By Martin Couch
Bryant residents will get a chance to ask questions regarding the proposed one-cent countywide sales tax to build a FairPlex when an informational meeting will be held Tuesday night at 7 p.m., in the conference room of the Holiday Inn Express.
Benton Advertising and Promotions Executive Director Jill Jones will be on hand to answer questions and listen to Bryant’s residents’ comments about the issue. In turn, Jones will provide information about the proposal before a special election is held on Aug. 10 to vote on the FairPlex proposal.[more]
Although the town hall meeting for Bryant will be the first of many planned for the area, there are city aldermen who have already heard from residents and will be fully armed when questioning begins tomorrow.
“Personally, I think it could be a great asset to Saline County, and Bryant could reap benefits through restaurants and hotels,” said alderman Scott Curtis. “That emphasis on Bryant is important, but we need to know more. I have a couple of concerns about the vote passing. It will be up to the citizens to get behind it and support it.”
Bryant already has an imposed three-cent sales tax and alderman Adrian Henley is steadfastly opposed to a new tax until he gets more information on the issue.
“At this time, I am not for it as I don’t want any more taxes imposed on Bryant residents nor do I see it as a benefit to the city of Bryant,” Henley said. “I will be there (Tuesday) and I’m trying to get as many people as I can to come and ask questions that need to be addressed about this project. I can say now, I am against any new tax for the city of Bryant as we are tied for the highest in the state.”
Alderman Ed Collins had more to say on the project and its funding proposal.

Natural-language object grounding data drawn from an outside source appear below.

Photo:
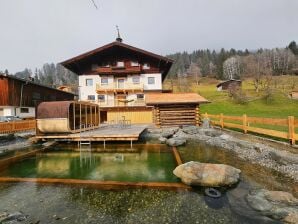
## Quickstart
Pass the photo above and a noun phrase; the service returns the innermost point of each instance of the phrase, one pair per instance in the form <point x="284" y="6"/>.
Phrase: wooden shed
<point x="66" y="117"/>
<point x="229" y="85"/>
<point x="294" y="94"/>
<point x="172" y="109"/>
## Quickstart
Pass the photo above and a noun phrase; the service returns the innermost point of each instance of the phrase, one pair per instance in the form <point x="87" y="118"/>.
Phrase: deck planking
<point x="104" y="185"/>
<point x="104" y="133"/>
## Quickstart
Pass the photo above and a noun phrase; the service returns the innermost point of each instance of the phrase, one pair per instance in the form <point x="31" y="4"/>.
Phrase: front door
<point x="120" y="83"/>
<point x="120" y="99"/>
<point x="103" y="116"/>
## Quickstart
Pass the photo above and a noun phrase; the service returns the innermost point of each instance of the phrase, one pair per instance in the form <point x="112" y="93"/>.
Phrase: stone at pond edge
<point x="176" y="141"/>
<point x="291" y="218"/>
<point x="276" y="204"/>
<point x="162" y="140"/>
<point x="206" y="174"/>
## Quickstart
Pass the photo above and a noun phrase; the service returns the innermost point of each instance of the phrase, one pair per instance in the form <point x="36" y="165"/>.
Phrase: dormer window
<point x="104" y="81"/>
<point x="146" y="66"/>
<point x="136" y="79"/>
<point x="134" y="64"/>
<point x="120" y="64"/>
<point x="94" y="66"/>
<point x="106" y="65"/>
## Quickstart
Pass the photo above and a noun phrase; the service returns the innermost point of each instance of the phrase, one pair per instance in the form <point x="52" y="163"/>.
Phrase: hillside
<point x="278" y="104"/>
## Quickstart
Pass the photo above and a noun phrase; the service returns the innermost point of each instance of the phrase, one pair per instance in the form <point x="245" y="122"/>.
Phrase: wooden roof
<point x="174" y="98"/>
<point x="227" y="81"/>
<point x="2" y="76"/>
<point x="77" y="64"/>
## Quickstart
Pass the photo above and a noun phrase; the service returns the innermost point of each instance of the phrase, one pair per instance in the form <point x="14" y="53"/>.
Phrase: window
<point x="120" y="63"/>
<point x="101" y="98"/>
<point x="94" y="66"/>
<point x="24" y="110"/>
<point x="89" y="82"/>
<point x="104" y="81"/>
<point x="151" y="80"/>
<point x="36" y="96"/>
<point x="91" y="97"/>
<point x="146" y="66"/>
<point x="140" y="96"/>
<point x="136" y="79"/>
<point x="135" y="63"/>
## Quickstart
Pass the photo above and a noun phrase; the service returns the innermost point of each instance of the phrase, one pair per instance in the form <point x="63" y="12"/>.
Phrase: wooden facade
<point x="229" y="85"/>
<point x="104" y="61"/>
<point x="23" y="93"/>
<point x="140" y="115"/>
<point x="176" y="114"/>
<point x="67" y="117"/>
<point x="172" y="109"/>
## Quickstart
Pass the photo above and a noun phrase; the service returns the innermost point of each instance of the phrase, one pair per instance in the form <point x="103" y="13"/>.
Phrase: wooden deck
<point x="103" y="133"/>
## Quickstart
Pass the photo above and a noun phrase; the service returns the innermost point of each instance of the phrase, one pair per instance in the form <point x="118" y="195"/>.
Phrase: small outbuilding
<point x="172" y="109"/>
<point x="294" y="94"/>
<point x="66" y="117"/>
<point x="229" y="85"/>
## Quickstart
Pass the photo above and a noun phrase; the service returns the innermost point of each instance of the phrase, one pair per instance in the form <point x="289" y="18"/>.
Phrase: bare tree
<point x="194" y="71"/>
<point x="232" y="67"/>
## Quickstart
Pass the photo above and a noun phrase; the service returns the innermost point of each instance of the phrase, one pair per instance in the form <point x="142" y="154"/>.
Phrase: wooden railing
<point x="17" y="126"/>
<point x="283" y="128"/>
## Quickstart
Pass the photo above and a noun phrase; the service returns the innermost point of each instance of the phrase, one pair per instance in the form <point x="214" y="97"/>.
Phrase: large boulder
<point x="168" y="132"/>
<point x="207" y="174"/>
<point x="176" y="141"/>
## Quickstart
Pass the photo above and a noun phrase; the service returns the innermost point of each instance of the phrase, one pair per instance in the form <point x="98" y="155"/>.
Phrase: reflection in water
<point x="251" y="174"/>
<point x="141" y="165"/>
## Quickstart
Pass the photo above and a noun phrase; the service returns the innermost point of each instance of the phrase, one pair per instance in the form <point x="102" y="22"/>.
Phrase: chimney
<point x="119" y="39"/>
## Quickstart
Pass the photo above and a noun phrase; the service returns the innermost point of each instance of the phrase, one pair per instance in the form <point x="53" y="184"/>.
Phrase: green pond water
<point x="67" y="204"/>
<point x="135" y="165"/>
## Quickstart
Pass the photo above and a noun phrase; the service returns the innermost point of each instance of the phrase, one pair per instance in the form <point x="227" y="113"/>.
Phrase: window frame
<point x="150" y="82"/>
<point x="120" y="64"/>
<point x="134" y="77"/>
<point x="101" y="100"/>
<point x="86" y="81"/>
<point x="140" y="94"/>
<point x="104" y="83"/>
<point x="89" y="97"/>
<point x="146" y="66"/>
<point x="27" y="111"/>
<point x="134" y="64"/>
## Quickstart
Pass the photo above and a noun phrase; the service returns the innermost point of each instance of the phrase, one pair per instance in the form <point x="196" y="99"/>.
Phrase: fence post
<point x="13" y="126"/>
<point x="244" y="123"/>
<point x="221" y="120"/>
<point x="291" y="127"/>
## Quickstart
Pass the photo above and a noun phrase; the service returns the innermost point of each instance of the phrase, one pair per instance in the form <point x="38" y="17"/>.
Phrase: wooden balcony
<point x="124" y="87"/>
<point x="120" y="103"/>
<point x="118" y="70"/>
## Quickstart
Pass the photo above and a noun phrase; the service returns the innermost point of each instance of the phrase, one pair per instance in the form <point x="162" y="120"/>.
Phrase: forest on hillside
<point x="224" y="64"/>
<point x="233" y="64"/>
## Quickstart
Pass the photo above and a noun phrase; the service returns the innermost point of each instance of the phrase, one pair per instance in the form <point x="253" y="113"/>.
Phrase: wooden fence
<point x="17" y="126"/>
<point x="258" y="125"/>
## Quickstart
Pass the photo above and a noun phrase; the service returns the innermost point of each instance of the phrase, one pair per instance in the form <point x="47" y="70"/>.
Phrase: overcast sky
<point x="33" y="32"/>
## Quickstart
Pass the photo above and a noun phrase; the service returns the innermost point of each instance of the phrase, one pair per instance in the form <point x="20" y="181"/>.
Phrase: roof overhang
<point x="75" y="64"/>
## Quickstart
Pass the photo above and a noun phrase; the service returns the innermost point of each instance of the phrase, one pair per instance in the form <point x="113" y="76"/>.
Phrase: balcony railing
<point x="119" y="103"/>
<point x="115" y="69"/>
<point x="120" y="86"/>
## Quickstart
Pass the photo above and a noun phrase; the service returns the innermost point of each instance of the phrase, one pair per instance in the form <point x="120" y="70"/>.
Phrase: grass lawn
<point x="280" y="106"/>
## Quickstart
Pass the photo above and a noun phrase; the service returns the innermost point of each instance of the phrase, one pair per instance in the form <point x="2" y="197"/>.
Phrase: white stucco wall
<point x="25" y="115"/>
<point x="16" y="111"/>
<point x="158" y="82"/>
<point x="84" y="90"/>
<point x="8" y="111"/>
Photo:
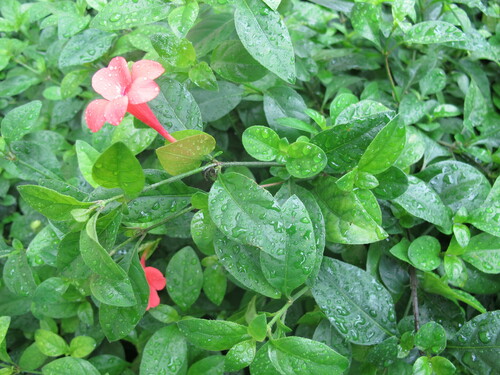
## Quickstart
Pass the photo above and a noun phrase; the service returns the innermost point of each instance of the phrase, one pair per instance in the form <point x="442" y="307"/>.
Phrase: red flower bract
<point x="156" y="281"/>
<point x="125" y="91"/>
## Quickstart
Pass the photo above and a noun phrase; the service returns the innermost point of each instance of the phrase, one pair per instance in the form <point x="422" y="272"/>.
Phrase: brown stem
<point x="414" y="297"/>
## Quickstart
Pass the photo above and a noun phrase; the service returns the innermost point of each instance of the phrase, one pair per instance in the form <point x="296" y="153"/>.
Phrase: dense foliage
<point x="331" y="204"/>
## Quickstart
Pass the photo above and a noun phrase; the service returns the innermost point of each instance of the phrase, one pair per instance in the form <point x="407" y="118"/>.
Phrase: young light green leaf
<point x="117" y="167"/>
<point x="185" y="277"/>
<point x="265" y="36"/>
<point x="20" y="121"/>
<point x="186" y="154"/>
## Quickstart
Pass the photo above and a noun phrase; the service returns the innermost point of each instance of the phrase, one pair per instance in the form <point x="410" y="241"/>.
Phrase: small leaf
<point x="50" y="203"/>
<point x="21" y="121"/>
<point x="212" y="335"/>
<point x="424" y="253"/>
<point x="305" y="159"/>
<point x="117" y="167"/>
<point x="288" y="354"/>
<point x="185" y="277"/>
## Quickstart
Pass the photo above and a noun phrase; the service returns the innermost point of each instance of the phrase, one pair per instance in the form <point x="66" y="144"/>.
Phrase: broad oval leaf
<point x="232" y="62"/>
<point x="86" y="47"/>
<point x="265" y="36"/>
<point x="476" y="343"/>
<point x="118" y="167"/>
<point x="242" y="263"/>
<point x="288" y="354"/>
<point x="165" y="353"/>
<point x="213" y="335"/>
<point x="125" y="14"/>
<point x="354" y="302"/>
<point x="185" y="277"/>
<point x="305" y="159"/>
<point x="261" y="142"/>
<point x="246" y="213"/>
<point x="175" y="107"/>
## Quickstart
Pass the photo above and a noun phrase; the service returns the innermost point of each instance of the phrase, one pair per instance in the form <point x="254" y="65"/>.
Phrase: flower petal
<point x="115" y="110"/>
<point x="111" y="82"/>
<point x="155" y="278"/>
<point x="94" y="114"/>
<point x="142" y="90"/>
<point x="147" y="68"/>
<point x="154" y="299"/>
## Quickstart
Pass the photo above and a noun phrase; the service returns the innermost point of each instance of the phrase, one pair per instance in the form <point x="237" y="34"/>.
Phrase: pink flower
<point x="125" y="91"/>
<point x="156" y="281"/>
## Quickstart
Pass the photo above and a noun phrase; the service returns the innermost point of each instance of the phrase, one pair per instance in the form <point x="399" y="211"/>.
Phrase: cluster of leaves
<point x="332" y="204"/>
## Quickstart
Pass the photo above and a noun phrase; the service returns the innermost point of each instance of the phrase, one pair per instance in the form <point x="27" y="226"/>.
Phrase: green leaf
<point x="202" y="76"/>
<point x="86" y="47"/>
<point x="74" y="366"/>
<point x="165" y="353"/>
<point x="483" y="252"/>
<point x="215" y="105"/>
<point x="232" y="62"/>
<point x="87" y="156"/>
<point x="82" y="346"/>
<point x="345" y="144"/>
<point x="18" y="276"/>
<point x="118" y="167"/>
<point x="231" y="255"/>
<point x="424" y="252"/>
<point x="119" y="15"/>
<point x="112" y="292"/>
<point x="385" y="148"/>
<point x="175" y="107"/>
<point x="288" y="354"/>
<point x="476" y="344"/>
<point x="261" y="142"/>
<point x="212" y="335"/>
<point x="365" y="20"/>
<point x="305" y="159"/>
<point x="21" y="121"/>
<point x="185" y="277"/>
<point x="186" y="154"/>
<point x="50" y="203"/>
<point x="487" y="217"/>
<point x="246" y="213"/>
<point x="4" y="326"/>
<point x="118" y="322"/>
<point x="212" y="365"/>
<point x="265" y="36"/>
<point x="430" y="32"/>
<point x="423" y="202"/>
<point x="182" y="18"/>
<point x="240" y="356"/>
<point x="50" y="343"/>
<point x="431" y="337"/>
<point x="95" y="256"/>
<point x="349" y="217"/>
<point x="281" y="102"/>
<point x="215" y="283"/>
<point x="458" y="184"/>
<point x="340" y="290"/>
<point x="49" y="299"/>
<point x="286" y="270"/>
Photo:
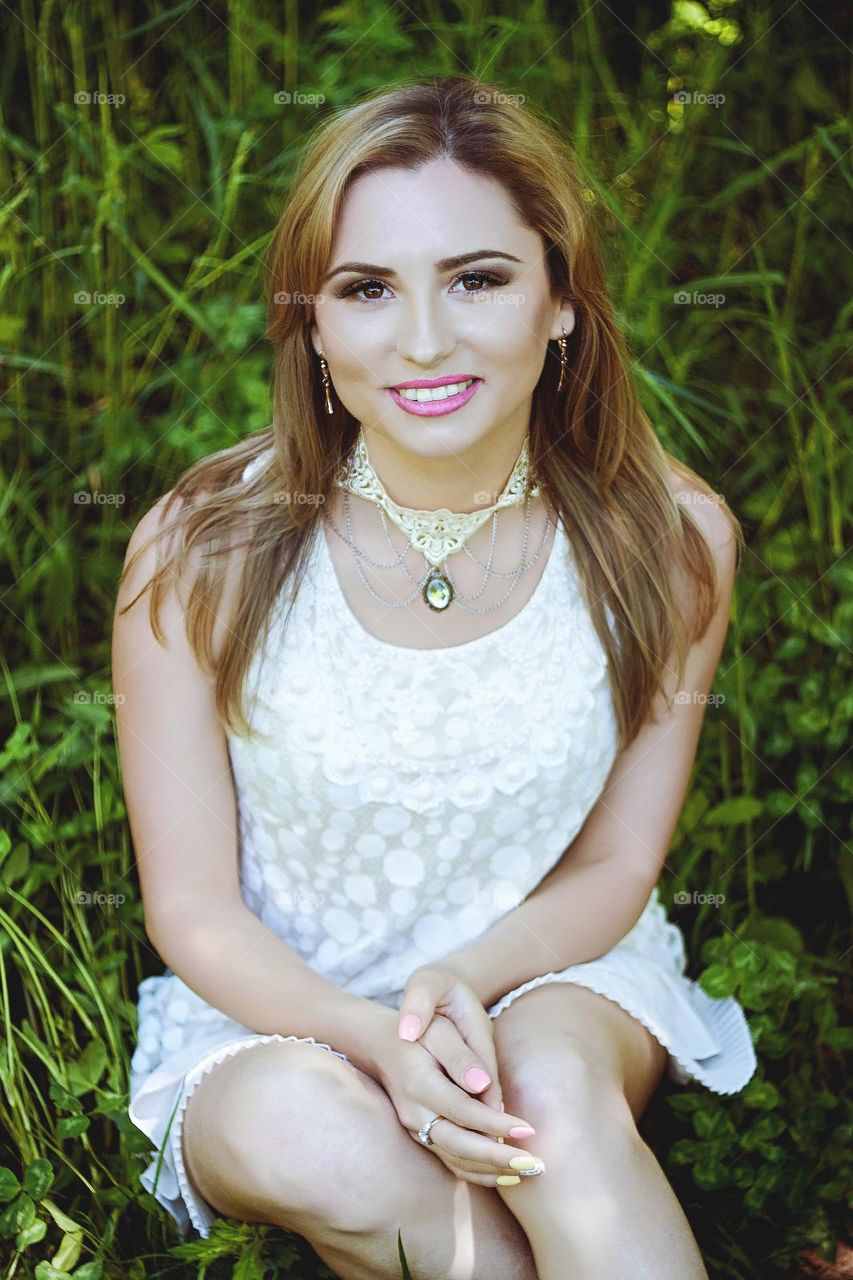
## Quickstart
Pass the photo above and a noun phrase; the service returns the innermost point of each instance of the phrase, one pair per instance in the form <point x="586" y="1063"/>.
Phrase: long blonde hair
<point x="594" y="451"/>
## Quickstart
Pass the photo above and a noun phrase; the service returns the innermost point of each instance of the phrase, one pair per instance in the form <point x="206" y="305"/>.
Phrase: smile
<point x="430" y="401"/>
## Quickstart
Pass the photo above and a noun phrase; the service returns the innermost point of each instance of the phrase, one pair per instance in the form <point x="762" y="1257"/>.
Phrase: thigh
<point x="290" y="1134"/>
<point x="589" y="1029"/>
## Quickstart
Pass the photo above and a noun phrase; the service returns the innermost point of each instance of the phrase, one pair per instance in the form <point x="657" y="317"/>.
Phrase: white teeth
<point x="433" y="393"/>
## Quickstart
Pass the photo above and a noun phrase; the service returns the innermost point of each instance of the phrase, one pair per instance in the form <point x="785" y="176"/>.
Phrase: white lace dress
<point x="393" y="803"/>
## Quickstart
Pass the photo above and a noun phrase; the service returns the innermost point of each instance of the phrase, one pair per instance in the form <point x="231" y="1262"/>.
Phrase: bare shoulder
<point x="151" y="539"/>
<point x="706" y="511"/>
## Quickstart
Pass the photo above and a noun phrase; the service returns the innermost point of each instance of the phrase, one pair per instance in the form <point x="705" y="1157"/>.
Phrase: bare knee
<point x="569" y="1096"/>
<point x="281" y="1138"/>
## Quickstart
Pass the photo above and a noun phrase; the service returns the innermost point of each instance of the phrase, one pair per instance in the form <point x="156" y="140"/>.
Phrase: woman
<point x="430" y="851"/>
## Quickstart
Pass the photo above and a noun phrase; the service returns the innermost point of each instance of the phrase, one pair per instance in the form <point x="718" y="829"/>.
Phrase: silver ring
<point x="423" y="1133"/>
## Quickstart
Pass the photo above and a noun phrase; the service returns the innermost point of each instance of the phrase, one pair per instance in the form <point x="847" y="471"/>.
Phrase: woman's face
<point x="391" y="311"/>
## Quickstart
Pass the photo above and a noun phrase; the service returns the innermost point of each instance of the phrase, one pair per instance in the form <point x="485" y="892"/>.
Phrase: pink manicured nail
<point x="475" y="1078"/>
<point x="409" y="1027"/>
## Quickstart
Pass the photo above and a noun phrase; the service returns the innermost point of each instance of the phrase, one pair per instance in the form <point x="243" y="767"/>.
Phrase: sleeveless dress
<point x="393" y="803"/>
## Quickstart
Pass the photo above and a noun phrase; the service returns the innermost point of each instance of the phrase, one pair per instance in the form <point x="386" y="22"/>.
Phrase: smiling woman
<point x="463" y="766"/>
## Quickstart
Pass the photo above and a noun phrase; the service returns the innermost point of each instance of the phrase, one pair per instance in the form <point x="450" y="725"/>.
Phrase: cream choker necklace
<point x="436" y="534"/>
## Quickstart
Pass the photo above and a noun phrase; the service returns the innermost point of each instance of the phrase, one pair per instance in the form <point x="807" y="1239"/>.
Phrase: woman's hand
<point x="434" y="990"/>
<point x="469" y="1138"/>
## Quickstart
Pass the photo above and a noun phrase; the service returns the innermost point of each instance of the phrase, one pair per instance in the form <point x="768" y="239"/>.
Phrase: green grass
<point x="167" y="201"/>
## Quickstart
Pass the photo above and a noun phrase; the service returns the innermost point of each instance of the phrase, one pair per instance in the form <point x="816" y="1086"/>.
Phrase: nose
<point x="425" y="336"/>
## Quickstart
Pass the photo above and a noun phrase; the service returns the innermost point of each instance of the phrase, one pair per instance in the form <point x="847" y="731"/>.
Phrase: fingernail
<point x="475" y="1078"/>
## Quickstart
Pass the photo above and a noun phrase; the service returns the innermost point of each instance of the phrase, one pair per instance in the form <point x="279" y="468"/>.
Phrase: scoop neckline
<point x="533" y="602"/>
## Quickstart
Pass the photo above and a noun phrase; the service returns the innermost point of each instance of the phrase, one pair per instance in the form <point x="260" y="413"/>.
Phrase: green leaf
<point x="44" y="1271"/>
<point x="94" y="1270"/>
<point x="761" y="1093"/>
<point x="39" y="1178"/>
<point x="72" y="1127"/>
<point x="31" y="1234"/>
<point x="86" y="1072"/>
<point x="9" y="1185"/>
<point x="734" y="810"/>
<point x="719" y="981"/>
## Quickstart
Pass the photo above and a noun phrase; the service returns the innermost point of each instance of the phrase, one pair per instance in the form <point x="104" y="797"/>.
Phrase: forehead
<point x="419" y="215"/>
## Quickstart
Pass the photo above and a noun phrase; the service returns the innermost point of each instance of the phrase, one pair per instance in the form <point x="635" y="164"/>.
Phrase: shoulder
<point x="707" y="511"/>
<point x="153" y="545"/>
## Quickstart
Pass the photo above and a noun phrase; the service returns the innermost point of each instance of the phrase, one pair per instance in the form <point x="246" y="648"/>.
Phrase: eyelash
<point x="351" y="289"/>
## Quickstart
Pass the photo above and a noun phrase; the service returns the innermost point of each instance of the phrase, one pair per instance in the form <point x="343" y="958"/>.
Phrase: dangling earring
<point x="564" y="360"/>
<point x="327" y="383"/>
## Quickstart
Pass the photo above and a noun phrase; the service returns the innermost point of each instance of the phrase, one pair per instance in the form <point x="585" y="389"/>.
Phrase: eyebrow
<point x="445" y="264"/>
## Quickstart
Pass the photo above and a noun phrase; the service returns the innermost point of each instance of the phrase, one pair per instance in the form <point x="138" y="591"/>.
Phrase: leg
<point x="582" y="1070"/>
<point x="287" y="1133"/>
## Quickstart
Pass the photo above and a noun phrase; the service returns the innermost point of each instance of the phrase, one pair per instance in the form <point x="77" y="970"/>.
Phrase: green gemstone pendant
<point x="437" y="590"/>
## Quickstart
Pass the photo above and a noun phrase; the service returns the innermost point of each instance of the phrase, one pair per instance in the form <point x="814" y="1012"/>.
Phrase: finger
<point x="468" y="1015"/>
<point x="418" y="1005"/>
<point x="495" y="1178"/>
<point x="465" y="1068"/>
<point x="477" y="1152"/>
<point x="446" y="1100"/>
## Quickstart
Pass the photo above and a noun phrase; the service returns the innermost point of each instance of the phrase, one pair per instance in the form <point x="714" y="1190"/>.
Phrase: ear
<point x="565" y="321"/>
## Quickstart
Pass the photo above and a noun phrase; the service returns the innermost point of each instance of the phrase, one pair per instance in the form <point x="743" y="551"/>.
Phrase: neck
<point x="454" y="481"/>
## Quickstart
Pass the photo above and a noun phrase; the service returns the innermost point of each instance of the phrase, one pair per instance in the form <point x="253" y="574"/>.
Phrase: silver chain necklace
<point x="437" y="586"/>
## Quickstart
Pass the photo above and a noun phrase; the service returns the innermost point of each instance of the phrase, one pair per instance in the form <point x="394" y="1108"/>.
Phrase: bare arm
<point x="183" y="819"/>
<point x="598" y="888"/>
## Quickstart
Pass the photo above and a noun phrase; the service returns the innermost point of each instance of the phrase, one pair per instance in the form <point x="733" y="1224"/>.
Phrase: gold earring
<point x="564" y="360"/>
<point x="327" y="383"/>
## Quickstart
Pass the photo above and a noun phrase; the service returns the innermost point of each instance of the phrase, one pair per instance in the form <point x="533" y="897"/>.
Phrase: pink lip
<point x="433" y="382"/>
<point x="434" y="408"/>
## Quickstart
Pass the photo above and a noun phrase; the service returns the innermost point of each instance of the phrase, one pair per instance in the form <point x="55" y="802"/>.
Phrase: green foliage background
<point x="167" y="200"/>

“The buzz in the political world in Saline County is the proposed FairPlex complex that comes with a temporary one-cent sales tax that will be voted on Aug. 10 with a special election that was set up and paid for by private contributors,” Collins said. “Jones has been involved in the research and planning (of the project) which could bring as much as $32 million a year in revenue, according to reports. This has been a two-year research and development project that seems to be standing on firm ground.
“The question that will come into the minds of most citizens in my Ward and the citizens of Bryant is, what about the price in increased tax dollars at the register that the citizens of Bryant will pay, to include all visitors who spend money in the city?”
Collins said he does understand the need for a positive economic catalyst for development in the county, which, in his words, “has not happened thus far.
“I also understand that our Country has experienced a recession and its effect across the United States to include the city of Bryant,” he said. “It’s going to be a very hard decision for voters in Bryant, considering the school district millage tax took three times to pass and, before that the city levied a tax for the Bishop Park complex and the fire department to expand to a 24 hour operation with increase in personnel.”
Collins says Bryant will experience an estimated total earnings of $1,720,000 to $2,037,000 from the FairPlex “in a stabilized year.
“It should create 80 to 100 jobs in the beginning as well as more jobs as time moves forward,” Collins said. “Due to the city of Bryant having the most hotels in comparison to that of the city of Benton, which means the city of Bryant will be the beneficiary of 30 percent of revenue generated because of the FairPlex. The bonds are expected to be paid off in five to seven years if not before and Bryant will expect revenue in the general fund somewhere around $250,000 a year.”
That money, Collins says, can be used for storm water drainage (flooding), increase in police protection, and School Resource Officers among other things.
“However, the spending and budgeting is left up to the city council, so cast your vote wisely,” he said. “I have seen firsthand how a bad economy has affected people and some of the people I know have become unemployed due to a bad economy. It’s ugly, just ugly. So, I look at this FairPlex proposal in a way that you can say we would be investing in ourselves, our county and the city, all at one time. We, as a county, would be investing in ourselves and that can be a good thing.”
However, he points out the downside of the proposed tax, too.
“The bad part is the increase of another tax burden that the citizens and visitors of the county and cities will be faced with over the next five years or so, and it will have an effect on every household every time we, as citizens, spend money in the city of Bryant,” he added. “That includes the weekly groceries at Wal-Mart and Target and going out to dinner with the family. It will be a tax burden, but do we, as taxpayers who live in this county or who visit, carry the burden for a short period so we can control the economic destiny of our county and cities or do we let destiny and what that may bring control us?”
Citizens are urged to come out on Tuesday night to voice their concerns about the FairPlex issue.